Anonymous wrote:
The benefit to them is that if they maintain a reasonable business equilibrium in the trade, then that trade can afford to buy the shiny new taxis they like so much. Too many taxis, poor business level, and all you get are bangers in the fleet.
We don't have that here in Edinburgh.
You can sing the praises of the free market, suggesting that if plate numbers were not controlled, then somehow the whole service would be better. Take a look at Dublin to see what your vision of the future would be.
As for the college course, I believe that we should be encouraging skill development. But it should be on a voluntary basis, with incentives to learn and improve.
I don't think there's any proven link between license quotas and raised quality Jim, the bottom line is that if any measure of standard is thought desirable then it has to be regulated for by the appropriate authority.
As I said further up, the market is fundamentally uncompetitive, so there's no incentive to raise standards, particularly in big cities where there's enough street work to be able to depend on it.
Compare New York and London, for example, the former infamous for a poor quality taxi service, while the latter is claimed to be home to the best taxi service in the world.
Yet plates in NY are worth over $200,000, while plates in London are worth nothing. The difference in quality is simply because it's specified differently in the two cities.

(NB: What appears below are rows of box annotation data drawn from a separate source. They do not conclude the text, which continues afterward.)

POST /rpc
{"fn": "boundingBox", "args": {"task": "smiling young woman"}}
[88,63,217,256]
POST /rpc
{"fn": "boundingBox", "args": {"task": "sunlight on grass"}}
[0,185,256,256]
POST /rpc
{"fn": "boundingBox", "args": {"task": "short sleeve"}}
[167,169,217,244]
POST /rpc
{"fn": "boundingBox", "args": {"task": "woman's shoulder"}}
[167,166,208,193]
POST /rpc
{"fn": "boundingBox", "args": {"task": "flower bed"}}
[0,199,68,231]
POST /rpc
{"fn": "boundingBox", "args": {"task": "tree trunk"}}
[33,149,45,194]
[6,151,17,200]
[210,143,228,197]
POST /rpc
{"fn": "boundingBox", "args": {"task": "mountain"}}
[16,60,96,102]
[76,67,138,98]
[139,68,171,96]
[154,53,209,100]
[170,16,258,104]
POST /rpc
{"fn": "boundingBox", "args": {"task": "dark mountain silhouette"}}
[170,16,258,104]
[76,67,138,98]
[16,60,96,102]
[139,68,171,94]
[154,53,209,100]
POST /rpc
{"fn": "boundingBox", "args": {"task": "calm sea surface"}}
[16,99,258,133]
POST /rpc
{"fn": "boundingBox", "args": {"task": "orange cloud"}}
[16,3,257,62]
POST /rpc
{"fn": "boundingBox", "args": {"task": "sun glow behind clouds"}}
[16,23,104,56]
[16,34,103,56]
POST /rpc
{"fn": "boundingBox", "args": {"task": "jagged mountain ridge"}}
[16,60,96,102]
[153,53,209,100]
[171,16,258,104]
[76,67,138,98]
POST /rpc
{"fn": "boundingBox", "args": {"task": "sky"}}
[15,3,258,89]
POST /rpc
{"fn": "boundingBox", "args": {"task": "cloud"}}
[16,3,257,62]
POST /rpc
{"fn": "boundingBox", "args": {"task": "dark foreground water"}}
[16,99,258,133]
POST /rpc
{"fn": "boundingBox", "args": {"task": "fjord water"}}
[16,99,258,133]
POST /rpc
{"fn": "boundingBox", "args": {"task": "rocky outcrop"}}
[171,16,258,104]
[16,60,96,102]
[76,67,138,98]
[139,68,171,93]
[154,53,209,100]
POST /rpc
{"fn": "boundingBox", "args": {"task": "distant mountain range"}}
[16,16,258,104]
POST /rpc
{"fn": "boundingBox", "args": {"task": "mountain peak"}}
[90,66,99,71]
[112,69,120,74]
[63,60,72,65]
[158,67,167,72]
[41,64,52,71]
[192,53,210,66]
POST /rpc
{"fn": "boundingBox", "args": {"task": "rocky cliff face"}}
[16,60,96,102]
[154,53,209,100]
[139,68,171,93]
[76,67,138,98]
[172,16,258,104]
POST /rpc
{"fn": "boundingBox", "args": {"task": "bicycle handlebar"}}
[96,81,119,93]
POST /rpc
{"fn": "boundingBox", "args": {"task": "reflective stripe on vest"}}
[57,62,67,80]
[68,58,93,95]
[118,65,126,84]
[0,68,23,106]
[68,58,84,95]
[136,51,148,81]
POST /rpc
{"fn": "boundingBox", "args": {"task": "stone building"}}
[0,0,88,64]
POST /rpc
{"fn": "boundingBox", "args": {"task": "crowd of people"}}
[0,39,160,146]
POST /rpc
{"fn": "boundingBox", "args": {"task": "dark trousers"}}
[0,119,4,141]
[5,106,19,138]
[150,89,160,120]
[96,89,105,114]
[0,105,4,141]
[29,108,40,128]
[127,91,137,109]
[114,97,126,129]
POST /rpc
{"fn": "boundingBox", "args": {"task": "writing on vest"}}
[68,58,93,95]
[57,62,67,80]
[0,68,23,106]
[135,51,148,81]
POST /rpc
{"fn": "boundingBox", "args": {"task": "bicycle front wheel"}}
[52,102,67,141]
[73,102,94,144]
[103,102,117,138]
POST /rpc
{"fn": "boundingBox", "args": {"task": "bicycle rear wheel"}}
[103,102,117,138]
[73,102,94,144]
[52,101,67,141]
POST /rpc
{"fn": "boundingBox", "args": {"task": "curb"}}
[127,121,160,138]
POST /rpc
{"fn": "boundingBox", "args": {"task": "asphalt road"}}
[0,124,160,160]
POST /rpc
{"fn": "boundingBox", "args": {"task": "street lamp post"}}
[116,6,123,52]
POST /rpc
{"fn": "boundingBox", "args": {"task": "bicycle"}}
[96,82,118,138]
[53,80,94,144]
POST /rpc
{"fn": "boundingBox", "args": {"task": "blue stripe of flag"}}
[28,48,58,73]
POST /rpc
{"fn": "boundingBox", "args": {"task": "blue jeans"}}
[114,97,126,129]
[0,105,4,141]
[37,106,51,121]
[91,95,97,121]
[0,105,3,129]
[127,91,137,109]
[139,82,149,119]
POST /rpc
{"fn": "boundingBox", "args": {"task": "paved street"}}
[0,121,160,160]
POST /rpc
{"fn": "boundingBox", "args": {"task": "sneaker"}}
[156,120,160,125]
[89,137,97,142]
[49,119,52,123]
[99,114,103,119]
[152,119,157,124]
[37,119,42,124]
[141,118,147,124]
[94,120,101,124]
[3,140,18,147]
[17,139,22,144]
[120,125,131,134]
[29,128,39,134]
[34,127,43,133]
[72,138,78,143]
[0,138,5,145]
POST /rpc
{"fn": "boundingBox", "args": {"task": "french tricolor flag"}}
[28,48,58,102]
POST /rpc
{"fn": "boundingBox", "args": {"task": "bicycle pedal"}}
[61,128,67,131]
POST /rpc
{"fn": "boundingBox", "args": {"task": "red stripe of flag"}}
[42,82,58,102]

All the restrictions in NY do is suck money out of the trade, perhaps the best part of a billion dollars a year, towards the many outsiders who use taxi plates as an investment.
Thus the driver pays maybe $100 (?) of his daily take just to lease the plate, and the wages for drivers is still awful, and it's not hard to see why.
The whole quality issue is a red herring, as you yourself say there are bangers in Edinburgh, and there were presumably scruffy drivers which led to the need for a dress code.
Thus I don't agree with your view of the college course as being voluntary, as we all probably know those who could benefit from these things won't do it voluntarily, and those who would would probably see little point.
Although I take your word about your particular course being crap, I agree with these kinds of things per se.
The bottom line is that most of the quality evident in the Edinburgh trade, as elswehere, is specified by the council - if it wasn't, you would be providing the kind of service which you claim the PH trade in Edinburgh is providing, with or without license quotas.
As Andy said, the Dublin experience does not really support your case, but it does provide a good argument for qualitative standards, rather than quantitative restrictions.
Dublin is like letting your PH take over the HC sector.